John L. Briggs, U.S. Atty., Hugh N. Smith, Asst. U.S. Atty., Tampa, Fla., for plaintiff-appellee.
Before THORNBERRY, MORGAN and CLARK, Circuit Judges.
Appellant was found guilty on one count (count 1) of transporting a stolen motor vehicle interstate, 18 U.S.C. 2312 (1970), and three counts (counts 2, 3 and 4) of interstate transportation of stolen firearms, 18 U.S.C. 922(i), 924(a) (Supp.1971). He was sentenced by the trial judge to five years on each count, with counts 1 and 2 running consecutively, count 3 running concurrently with count 1, and count 4 running concurrently with count 2, for a total of ten years.

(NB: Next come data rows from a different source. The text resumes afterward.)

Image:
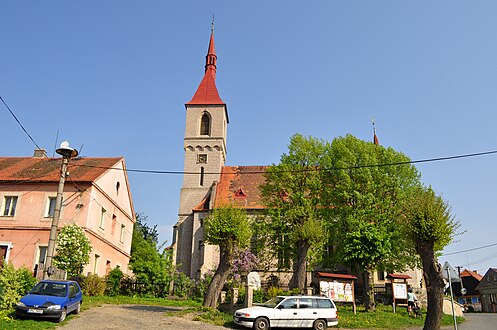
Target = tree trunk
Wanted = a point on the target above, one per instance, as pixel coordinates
(217, 283)
(368, 286)
(300, 267)
(432, 272)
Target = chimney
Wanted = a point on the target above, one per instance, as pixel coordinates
(40, 153)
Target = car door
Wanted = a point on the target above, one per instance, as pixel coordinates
(306, 313)
(286, 314)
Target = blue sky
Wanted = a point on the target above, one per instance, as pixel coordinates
(114, 76)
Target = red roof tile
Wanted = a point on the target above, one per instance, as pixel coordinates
(246, 179)
(332, 275)
(466, 273)
(31, 169)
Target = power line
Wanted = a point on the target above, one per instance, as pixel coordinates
(13, 115)
(469, 250)
(317, 169)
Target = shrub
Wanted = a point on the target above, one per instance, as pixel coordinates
(273, 291)
(93, 285)
(182, 285)
(14, 284)
(113, 282)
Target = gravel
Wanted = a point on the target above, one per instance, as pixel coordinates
(133, 317)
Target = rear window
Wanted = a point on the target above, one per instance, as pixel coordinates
(324, 303)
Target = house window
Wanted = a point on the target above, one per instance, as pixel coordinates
(102, 218)
(95, 265)
(381, 276)
(123, 230)
(50, 207)
(3, 254)
(205, 124)
(9, 206)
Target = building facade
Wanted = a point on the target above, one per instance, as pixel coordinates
(96, 197)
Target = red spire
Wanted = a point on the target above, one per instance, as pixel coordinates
(207, 91)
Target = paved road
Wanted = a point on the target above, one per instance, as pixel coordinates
(152, 317)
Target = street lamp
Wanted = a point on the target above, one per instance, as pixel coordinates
(66, 152)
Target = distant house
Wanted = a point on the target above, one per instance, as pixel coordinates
(471, 299)
(96, 197)
(488, 291)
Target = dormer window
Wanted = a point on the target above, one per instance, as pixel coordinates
(205, 124)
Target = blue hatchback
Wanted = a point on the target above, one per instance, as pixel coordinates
(51, 299)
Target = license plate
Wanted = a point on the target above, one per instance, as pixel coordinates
(35, 311)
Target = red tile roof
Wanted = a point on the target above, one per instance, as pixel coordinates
(399, 276)
(466, 273)
(237, 179)
(32, 169)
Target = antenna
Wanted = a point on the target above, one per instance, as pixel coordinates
(80, 149)
(55, 145)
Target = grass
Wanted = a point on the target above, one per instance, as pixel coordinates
(383, 318)
(8, 320)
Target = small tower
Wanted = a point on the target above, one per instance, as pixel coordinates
(205, 155)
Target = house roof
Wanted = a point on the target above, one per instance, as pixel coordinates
(34, 169)
(466, 273)
(399, 276)
(239, 185)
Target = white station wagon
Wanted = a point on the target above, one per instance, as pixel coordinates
(290, 312)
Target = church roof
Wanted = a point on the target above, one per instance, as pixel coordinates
(47, 170)
(239, 185)
(207, 93)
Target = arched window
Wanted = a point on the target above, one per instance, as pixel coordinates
(205, 124)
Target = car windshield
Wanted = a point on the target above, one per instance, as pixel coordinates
(273, 302)
(50, 289)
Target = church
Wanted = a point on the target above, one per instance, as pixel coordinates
(208, 183)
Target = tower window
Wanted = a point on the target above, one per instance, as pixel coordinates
(205, 124)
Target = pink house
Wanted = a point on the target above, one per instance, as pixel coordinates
(96, 197)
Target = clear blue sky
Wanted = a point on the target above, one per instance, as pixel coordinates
(114, 76)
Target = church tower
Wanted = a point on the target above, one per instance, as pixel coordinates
(205, 155)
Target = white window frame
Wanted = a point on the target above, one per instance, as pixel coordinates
(9, 247)
(96, 263)
(47, 208)
(123, 232)
(12, 210)
(103, 212)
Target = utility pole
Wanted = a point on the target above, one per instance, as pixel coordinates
(66, 152)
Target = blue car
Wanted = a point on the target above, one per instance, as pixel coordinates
(51, 299)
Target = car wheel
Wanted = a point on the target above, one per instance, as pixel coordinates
(78, 308)
(320, 325)
(62, 316)
(261, 323)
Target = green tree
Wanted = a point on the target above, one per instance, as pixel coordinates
(227, 227)
(292, 193)
(430, 226)
(364, 191)
(151, 263)
(73, 250)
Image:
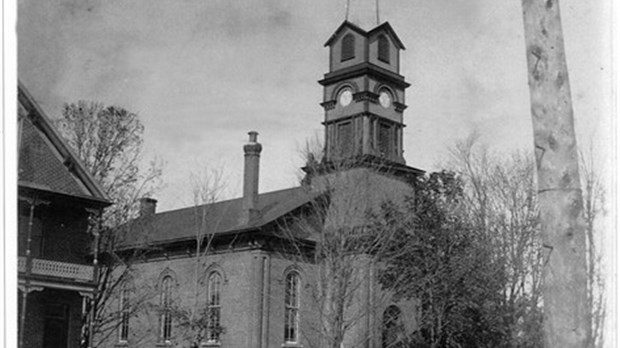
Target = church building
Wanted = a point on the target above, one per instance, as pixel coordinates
(245, 273)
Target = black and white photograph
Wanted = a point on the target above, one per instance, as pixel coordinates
(310, 174)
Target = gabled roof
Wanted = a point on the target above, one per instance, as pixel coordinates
(383, 27)
(46, 163)
(221, 218)
(390, 31)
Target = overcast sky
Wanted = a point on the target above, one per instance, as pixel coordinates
(201, 73)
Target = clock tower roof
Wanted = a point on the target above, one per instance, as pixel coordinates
(385, 27)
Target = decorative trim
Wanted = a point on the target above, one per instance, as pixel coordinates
(86, 294)
(293, 268)
(400, 107)
(364, 68)
(365, 95)
(213, 267)
(165, 273)
(31, 288)
(328, 105)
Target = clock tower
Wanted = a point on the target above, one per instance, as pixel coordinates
(364, 96)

Appellant contends he was given a sentence that is 'unreasonable and severe' because he chose to exercise his constitutional right to plead not guilty and demand a jury trial. In support of this contention, he contrasts his sentence with that of his codefendant who pled guilty and was sentenced under the Youth Corrections Act, 18 U.S.C. 5010(b) (1969). The sentencing process may not, of course, be used to punish the accused for exercising his constitutional rights, Baker v. United States, 5th Cir., 412 F.2d 1069, cert. denied, 396 U.S. 1018, 90 S. Ct. 583, 24 L. Ed. 2d 509 (1970). The record in this case does not, however, support appellant's contention. We note the following points in holding that the trial judge did not abuse his discretion in sentencing appellant: The ten year sentence imposed was within the statutory limit, see Baker v. United States, supra, and Marin v. United States, 5th Cir. 1965, 352 F.2d 174; Carty had a prior felony conviction while his codefendant had no prior record; and the trial judge had the benefit of a presentence report on appellant. Moreover, appellant and his codefendant were sentenced by different judges.

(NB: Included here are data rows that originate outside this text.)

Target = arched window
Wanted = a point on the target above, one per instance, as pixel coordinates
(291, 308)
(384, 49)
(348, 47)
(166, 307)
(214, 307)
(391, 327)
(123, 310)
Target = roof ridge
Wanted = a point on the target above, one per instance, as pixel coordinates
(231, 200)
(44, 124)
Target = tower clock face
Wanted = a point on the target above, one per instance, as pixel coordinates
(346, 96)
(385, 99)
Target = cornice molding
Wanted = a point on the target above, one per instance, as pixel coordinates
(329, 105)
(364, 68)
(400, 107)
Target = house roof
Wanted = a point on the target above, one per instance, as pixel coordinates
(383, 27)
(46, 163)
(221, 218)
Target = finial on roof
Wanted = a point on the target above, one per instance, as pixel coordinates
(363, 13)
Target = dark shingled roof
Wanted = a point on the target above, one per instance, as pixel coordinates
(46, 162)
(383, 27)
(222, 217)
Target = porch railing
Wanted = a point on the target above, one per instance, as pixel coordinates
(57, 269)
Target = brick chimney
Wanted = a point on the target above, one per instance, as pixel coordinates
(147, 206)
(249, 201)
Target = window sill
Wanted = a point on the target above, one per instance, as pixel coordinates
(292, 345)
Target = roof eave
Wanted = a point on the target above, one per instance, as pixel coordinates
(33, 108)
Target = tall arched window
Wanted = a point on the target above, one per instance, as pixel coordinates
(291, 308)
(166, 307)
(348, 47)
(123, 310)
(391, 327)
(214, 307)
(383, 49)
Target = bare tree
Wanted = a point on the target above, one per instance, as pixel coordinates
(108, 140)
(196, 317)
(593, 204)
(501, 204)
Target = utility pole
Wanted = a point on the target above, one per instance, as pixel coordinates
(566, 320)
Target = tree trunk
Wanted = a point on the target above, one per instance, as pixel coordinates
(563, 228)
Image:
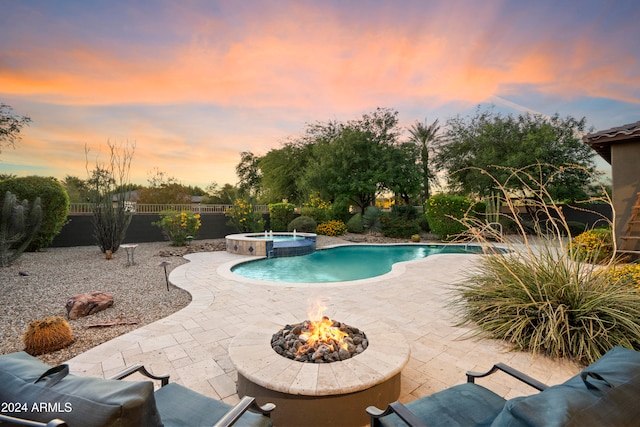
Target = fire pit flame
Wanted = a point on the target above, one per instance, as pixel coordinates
(322, 332)
(319, 341)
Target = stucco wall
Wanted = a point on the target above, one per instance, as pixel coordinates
(625, 165)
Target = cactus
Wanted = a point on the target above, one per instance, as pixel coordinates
(18, 226)
(47, 335)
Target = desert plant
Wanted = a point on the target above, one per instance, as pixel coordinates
(53, 200)
(280, 215)
(355, 224)
(594, 245)
(552, 305)
(47, 335)
(541, 295)
(19, 224)
(332, 228)
(629, 273)
(111, 213)
(243, 217)
(179, 226)
(371, 219)
(398, 226)
(445, 212)
(303, 224)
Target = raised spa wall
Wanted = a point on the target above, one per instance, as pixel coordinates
(260, 244)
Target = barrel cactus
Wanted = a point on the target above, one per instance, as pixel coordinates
(47, 335)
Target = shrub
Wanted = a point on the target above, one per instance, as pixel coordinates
(406, 211)
(371, 219)
(423, 223)
(332, 228)
(243, 217)
(540, 296)
(628, 273)
(317, 214)
(179, 226)
(340, 210)
(19, 223)
(398, 226)
(445, 212)
(53, 200)
(316, 208)
(303, 224)
(594, 245)
(47, 335)
(355, 224)
(280, 215)
(550, 304)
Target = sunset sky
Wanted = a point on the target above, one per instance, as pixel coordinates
(194, 83)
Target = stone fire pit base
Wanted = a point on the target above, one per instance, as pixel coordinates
(320, 394)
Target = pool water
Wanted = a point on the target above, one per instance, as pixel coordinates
(277, 238)
(342, 263)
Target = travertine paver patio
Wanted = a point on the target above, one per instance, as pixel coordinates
(191, 345)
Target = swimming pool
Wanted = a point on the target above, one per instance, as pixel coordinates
(343, 263)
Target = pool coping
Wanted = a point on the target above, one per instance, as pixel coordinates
(397, 269)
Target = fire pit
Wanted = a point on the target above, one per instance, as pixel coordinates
(319, 341)
(319, 390)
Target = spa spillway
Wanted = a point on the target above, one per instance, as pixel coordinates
(271, 244)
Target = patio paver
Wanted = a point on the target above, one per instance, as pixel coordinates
(191, 345)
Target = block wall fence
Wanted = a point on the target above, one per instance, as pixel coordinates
(78, 231)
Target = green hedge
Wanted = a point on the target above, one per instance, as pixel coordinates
(54, 201)
(280, 214)
(442, 210)
(303, 224)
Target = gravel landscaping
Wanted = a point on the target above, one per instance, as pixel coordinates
(38, 285)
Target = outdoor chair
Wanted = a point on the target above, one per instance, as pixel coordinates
(605, 393)
(34, 394)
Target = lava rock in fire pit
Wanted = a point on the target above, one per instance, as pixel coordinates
(322, 341)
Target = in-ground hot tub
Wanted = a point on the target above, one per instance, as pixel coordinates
(271, 245)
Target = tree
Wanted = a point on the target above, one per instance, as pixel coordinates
(54, 203)
(498, 144)
(19, 224)
(352, 161)
(77, 189)
(164, 189)
(423, 135)
(111, 214)
(11, 125)
(217, 195)
(403, 174)
(281, 170)
(249, 175)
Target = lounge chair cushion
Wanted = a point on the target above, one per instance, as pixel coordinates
(466, 404)
(180, 406)
(584, 400)
(80, 401)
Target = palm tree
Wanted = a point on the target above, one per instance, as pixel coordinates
(423, 134)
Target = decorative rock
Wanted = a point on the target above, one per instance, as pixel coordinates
(290, 342)
(85, 304)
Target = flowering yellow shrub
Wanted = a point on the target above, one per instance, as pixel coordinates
(626, 272)
(594, 245)
(332, 228)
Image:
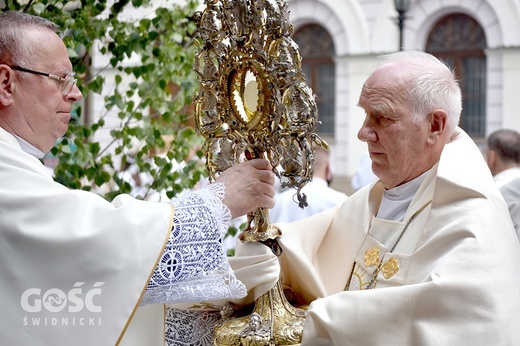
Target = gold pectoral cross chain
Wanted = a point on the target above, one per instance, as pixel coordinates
(390, 267)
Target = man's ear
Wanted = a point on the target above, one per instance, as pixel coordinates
(6, 85)
(438, 123)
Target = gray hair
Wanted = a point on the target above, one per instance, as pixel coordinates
(430, 84)
(14, 47)
(506, 143)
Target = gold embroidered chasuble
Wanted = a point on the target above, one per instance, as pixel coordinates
(457, 281)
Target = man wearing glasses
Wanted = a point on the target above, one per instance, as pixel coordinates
(74, 267)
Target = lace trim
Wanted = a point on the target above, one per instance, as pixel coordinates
(194, 328)
(194, 265)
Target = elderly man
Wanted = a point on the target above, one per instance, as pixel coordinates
(74, 267)
(427, 255)
(503, 156)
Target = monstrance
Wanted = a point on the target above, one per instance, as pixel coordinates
(254, 102)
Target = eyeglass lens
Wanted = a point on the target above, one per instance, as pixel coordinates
(68, 84)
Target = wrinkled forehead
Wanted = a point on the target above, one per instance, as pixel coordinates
(48, 49)
(388, 81)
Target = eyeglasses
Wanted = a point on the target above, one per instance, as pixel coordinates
(67, 82)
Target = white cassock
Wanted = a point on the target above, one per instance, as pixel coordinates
(511, 194)
(458, 281)
(74, 268)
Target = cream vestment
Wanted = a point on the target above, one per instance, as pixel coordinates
(74, 268)
(458, 280)
(511, 194)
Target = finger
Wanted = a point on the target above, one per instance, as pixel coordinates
(267, 177)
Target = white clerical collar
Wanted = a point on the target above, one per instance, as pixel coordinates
(396, 200)
(29, 148)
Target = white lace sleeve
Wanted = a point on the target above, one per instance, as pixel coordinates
(186, 327)
(194, 264)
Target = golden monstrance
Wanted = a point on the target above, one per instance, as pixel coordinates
(254, 102)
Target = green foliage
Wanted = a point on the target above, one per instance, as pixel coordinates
(149, 98)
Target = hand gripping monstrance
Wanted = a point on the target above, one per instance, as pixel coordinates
(254, 102)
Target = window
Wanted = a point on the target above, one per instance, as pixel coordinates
(460, 41)
(317, 49)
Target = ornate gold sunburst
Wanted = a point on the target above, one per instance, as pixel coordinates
(254, 102)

In his reply brief to this Court, appellant raises a second point that the Government agrees is well taken. In its original brief to this Court and presumably in the trial court, the Government asserted that the maximum prison term to which appellant could be sentenced was twenty years, five years on each of the four counts. The Government was in error. In Bell v. United States, 349 U.S. 81, 75 S. Ct. 620, 99 L. Ed. 905 (1955), appellant was convicted of two counts of violating the Mann Act, 18 U.S.C. 2421 (1970), in that he had transported two women across a state line for the purpose of debauchery, etc. He was sentenced to two and one-half years on each count, the terms to run consecutively. The Supreme Court reversed, holding appellant could only be sentenced for a single offense and not for two counts based on a single state line crossing with two women in the car. The Court found no indication in the statute that punishment could be cumulated for each woman transported in a given trip across a state line.

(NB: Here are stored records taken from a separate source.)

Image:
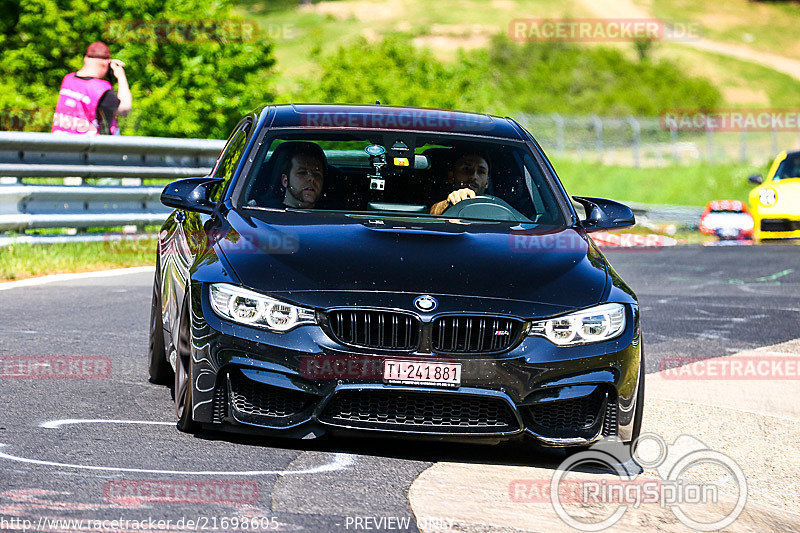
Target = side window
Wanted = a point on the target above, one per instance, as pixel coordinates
(231, 157)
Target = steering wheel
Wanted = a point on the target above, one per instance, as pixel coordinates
(485, 207)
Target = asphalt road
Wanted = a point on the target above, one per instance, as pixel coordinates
(696, 301)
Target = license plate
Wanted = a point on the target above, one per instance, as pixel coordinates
(436, 374)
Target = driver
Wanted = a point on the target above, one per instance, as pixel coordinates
(303, 175)
(469, 177)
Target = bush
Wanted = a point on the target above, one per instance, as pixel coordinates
(507, 77)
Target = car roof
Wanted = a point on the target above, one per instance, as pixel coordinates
(370, 117)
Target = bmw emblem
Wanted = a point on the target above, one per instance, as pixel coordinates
(425, 303)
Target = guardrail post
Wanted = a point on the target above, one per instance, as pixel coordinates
(743, 155)
(774, 135)
(636, 128)
(598, 132)
(559, 121)
(710, 138)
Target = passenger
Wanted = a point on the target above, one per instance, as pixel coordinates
(470, 178)
(303, 175)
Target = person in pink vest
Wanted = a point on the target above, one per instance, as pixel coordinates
(87, 103)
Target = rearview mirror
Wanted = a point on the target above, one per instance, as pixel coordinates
(605, 214)
(191, 194)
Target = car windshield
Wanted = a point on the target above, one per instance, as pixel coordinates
(789, 168)
(401, 173)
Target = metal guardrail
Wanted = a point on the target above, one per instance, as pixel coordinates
(55, 206)
(24, 154)
(680, 215)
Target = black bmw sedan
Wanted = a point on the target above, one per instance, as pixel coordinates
(381, 270)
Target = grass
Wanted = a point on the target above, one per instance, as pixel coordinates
(768, 26)
(682, 185)
(742, 83)
(20, 261)
(299, 33)
(679, 185)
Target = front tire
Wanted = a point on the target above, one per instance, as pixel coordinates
(182, 388)
(159, 368)
(637, 417)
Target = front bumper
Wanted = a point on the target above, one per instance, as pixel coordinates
(249, 380)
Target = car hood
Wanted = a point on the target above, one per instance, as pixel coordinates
(787, 192)
(326, 259)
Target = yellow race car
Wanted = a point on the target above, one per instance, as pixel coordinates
(775, 203)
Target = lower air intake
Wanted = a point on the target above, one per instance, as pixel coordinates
(419, 412)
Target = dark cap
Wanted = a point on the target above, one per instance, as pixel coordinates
(98, 50)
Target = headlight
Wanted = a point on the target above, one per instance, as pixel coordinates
(255, 309)
(767, 197)
(591, 325)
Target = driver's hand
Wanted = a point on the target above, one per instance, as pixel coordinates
(462, 194)
(452, 199)
(117, 67)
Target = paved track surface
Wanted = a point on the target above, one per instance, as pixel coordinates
(696, 301)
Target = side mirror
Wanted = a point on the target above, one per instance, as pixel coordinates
(605, 214)
(191, 194)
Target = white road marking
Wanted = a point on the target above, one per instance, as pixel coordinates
(787, 418)
(31, 282)
(56, 424)
(340, 462)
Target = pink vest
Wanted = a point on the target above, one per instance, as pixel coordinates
(76, 111)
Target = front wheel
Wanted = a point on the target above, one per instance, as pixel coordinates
(182, 388)
(159, 369)
(637, 417)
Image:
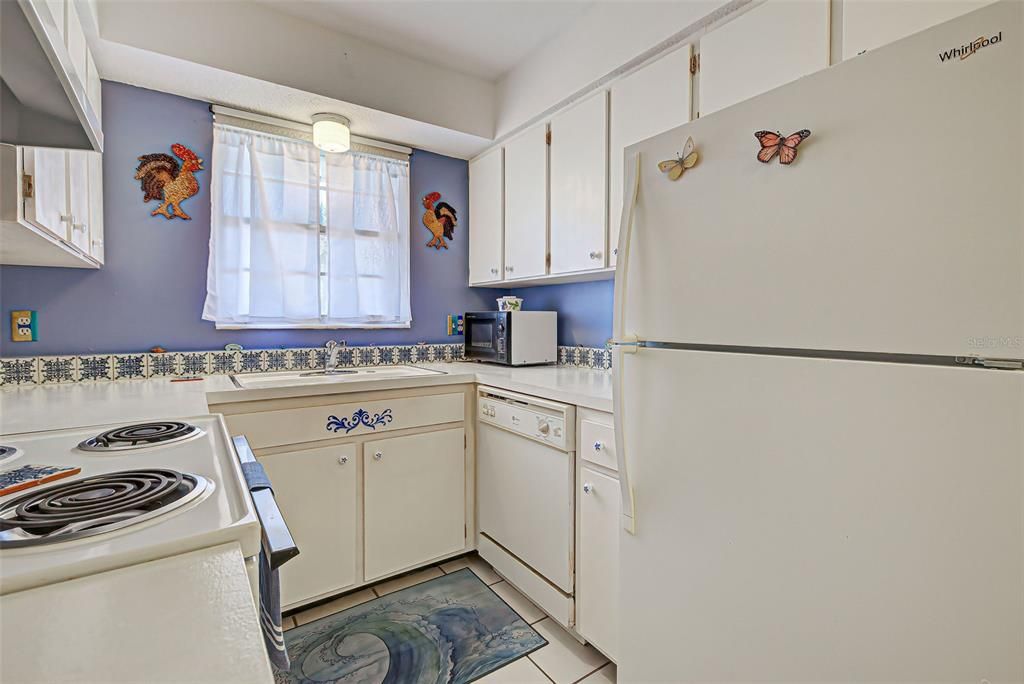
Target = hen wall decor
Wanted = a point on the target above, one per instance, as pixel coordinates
(439, 218)
(774, 143)
(167, 181)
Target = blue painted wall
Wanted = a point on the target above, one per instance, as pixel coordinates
(584, 309)
(153, 286)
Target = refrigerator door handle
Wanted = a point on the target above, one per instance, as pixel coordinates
(624, 344)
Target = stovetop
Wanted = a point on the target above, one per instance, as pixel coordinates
(178, 495)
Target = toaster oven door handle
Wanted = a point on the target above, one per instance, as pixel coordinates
(278, 543)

Bell controls the instant case. 18 U.S.C. 922(i) under which appellant was convicted, as the Mann Act, makes no provision for separate sentences for each firearm transported. Counts 2, 3 and 4 are attributable to three separate weapons that Carty took across a state line in a single trip. He can, therefore, be sentenced to a maximum of ten years, five for transporting the stolen car and five for the weapons. The trial court's sentence is thus still within legal limits. Nevertheless, the court may have been influenced by its belief that the maximum sentence permissible was twenty years. Also, appellant's record should show only one conviction rather than three for the offense of transporting stolen weapons interstate. Therefore, counts 3 and 4 must be merged into count 2 or vacated.
We vacate appellant's sentence and remand to the district court for resentencing.
Sentence vacated and remanded with directions.